Jan 29 2018

What A Tennessee Lawsuit Teaches You About Protecting Your Medical Group’s Business

You can’t build a bigger future for your medical group’s business if all you do is play is defense. You have to play offense, too: you must take affirmative steps to grow your business. But just the same, the failure to play defense can be fatal.

There’s a lesson in defense to be learned from the undercurrent of a lawsuit now playing out in Tennessee, in which the second largest hospital chain in the U.S., Community Health Systems (“CHS”) is suing Brian Bauer, the (fired) former CEO of its Fort Wayne, Indiana based Lutheran Health Network, seeking to prevent him from working with IU Health, a competitor in the Fort Wayne market. Following his firing by CHS, Bauer joined IU Health as CEO of its Fort Wayne unit.
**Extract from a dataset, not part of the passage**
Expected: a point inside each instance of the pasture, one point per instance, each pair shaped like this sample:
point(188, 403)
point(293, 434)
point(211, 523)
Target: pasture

Among the allegations are that Bauer, who apparently was not bound to any covenant not to compete, shared confidential and proprietary information with IU Health. CHS claims that sharing that information violates the terms of a CHS stock option agreement once in favor of Bauer. They also claim that Bauer violated the terms of that agreement’s non-disparagement clause.

Most interesting for our purposes is the fact that CHS is seeking an injunction preventing Bauer from engaging in any role with IU Health because Bauer inevitably could or would disclose or use CHS’ confidential or proprietary information.
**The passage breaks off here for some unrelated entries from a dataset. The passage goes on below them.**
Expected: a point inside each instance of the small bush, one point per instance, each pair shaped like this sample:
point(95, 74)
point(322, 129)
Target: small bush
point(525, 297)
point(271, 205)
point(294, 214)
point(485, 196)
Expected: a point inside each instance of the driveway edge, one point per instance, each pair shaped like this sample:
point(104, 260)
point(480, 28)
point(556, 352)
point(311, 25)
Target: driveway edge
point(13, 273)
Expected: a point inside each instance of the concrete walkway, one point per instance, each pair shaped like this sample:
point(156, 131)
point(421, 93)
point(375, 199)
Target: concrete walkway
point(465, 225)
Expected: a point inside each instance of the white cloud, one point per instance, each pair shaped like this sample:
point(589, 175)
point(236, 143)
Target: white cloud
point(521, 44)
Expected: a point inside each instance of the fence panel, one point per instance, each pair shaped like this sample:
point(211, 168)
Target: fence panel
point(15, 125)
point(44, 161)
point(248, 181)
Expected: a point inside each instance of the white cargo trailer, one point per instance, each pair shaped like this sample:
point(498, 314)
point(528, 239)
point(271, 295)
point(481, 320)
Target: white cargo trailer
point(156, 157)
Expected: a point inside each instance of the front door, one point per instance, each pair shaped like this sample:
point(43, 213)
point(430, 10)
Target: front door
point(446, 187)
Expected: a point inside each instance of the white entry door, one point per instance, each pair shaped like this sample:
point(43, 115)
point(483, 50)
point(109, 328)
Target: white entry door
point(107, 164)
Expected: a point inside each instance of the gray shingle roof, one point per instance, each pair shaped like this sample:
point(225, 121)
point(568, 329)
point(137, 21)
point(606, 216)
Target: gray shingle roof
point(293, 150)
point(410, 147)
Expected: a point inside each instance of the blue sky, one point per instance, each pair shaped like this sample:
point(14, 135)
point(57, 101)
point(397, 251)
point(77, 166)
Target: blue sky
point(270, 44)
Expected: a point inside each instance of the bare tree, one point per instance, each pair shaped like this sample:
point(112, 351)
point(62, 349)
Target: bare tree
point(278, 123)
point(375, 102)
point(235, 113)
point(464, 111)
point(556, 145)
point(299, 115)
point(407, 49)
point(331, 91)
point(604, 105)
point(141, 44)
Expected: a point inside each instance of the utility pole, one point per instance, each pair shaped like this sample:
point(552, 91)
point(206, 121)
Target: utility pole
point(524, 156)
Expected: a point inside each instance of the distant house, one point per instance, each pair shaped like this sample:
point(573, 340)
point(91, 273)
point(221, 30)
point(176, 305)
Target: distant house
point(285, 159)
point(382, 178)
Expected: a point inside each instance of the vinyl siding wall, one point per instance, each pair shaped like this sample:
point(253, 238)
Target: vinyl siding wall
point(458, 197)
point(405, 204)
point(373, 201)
According to an article in the Fort Wayne News-Sentinel, Bauer contends, among other things, that CHS’ lawsuit is “an attempt to sabotage that business relationship (between Bauer and IU Health) and curtail any potential competition.”

Last week, the trial court judge denied Bauer’s motion to dismiss the lawsuit. The case is now moving forward, with CHS’ motion for a temporary injunction to be heard soon. If granted, the temporary injunction could effectively be a knock-out blow to Bauer, as he’d be sidelined, unable to work for IU Health (and, potentially for any other competitor) for the months, if not years, until the final outcome of the case.
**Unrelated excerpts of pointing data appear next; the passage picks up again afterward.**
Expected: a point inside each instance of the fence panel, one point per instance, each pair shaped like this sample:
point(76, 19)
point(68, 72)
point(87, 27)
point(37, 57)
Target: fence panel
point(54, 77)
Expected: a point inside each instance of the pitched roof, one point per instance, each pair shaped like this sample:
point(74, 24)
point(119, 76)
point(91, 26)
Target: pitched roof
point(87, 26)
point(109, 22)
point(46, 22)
What you need to know for your own business purposes:

1. Covenants not to compete are creatures of state law. Some states favor their enforcement, others disfavor them, and still others don’t much like them but will still enforce reasonable restrictions.

2. In states that allow enforcement of covenants not compete, consider their use in your agreements with key players. Carefully draft them to increase the odds of enforcement. In some states, Texas for example, physician covenants not to compete are enforceable only if they comply with highly technical requirements.

3. In any state, even if it favors the enforcement of covenants not to compete and you use them in your agreements, consider the use of other key anti-competitive restrictions. There are many available strategies, both in terms of the way that agreements are structured within your entity, between your entity and its team members, and between your entity and third parties. For example, note that CHS’ alleged restrictions appear in a stock option agreement, not the typical place where they’d be found, and one in which, I’d assume, eyes get glassy with dancing dollar signs.

4. The use of litigation as a tool to project power is a fact of life. Don’t assume that trite sayings such as “speak truth to power” have much value other than as bumper stickers or motivational posters.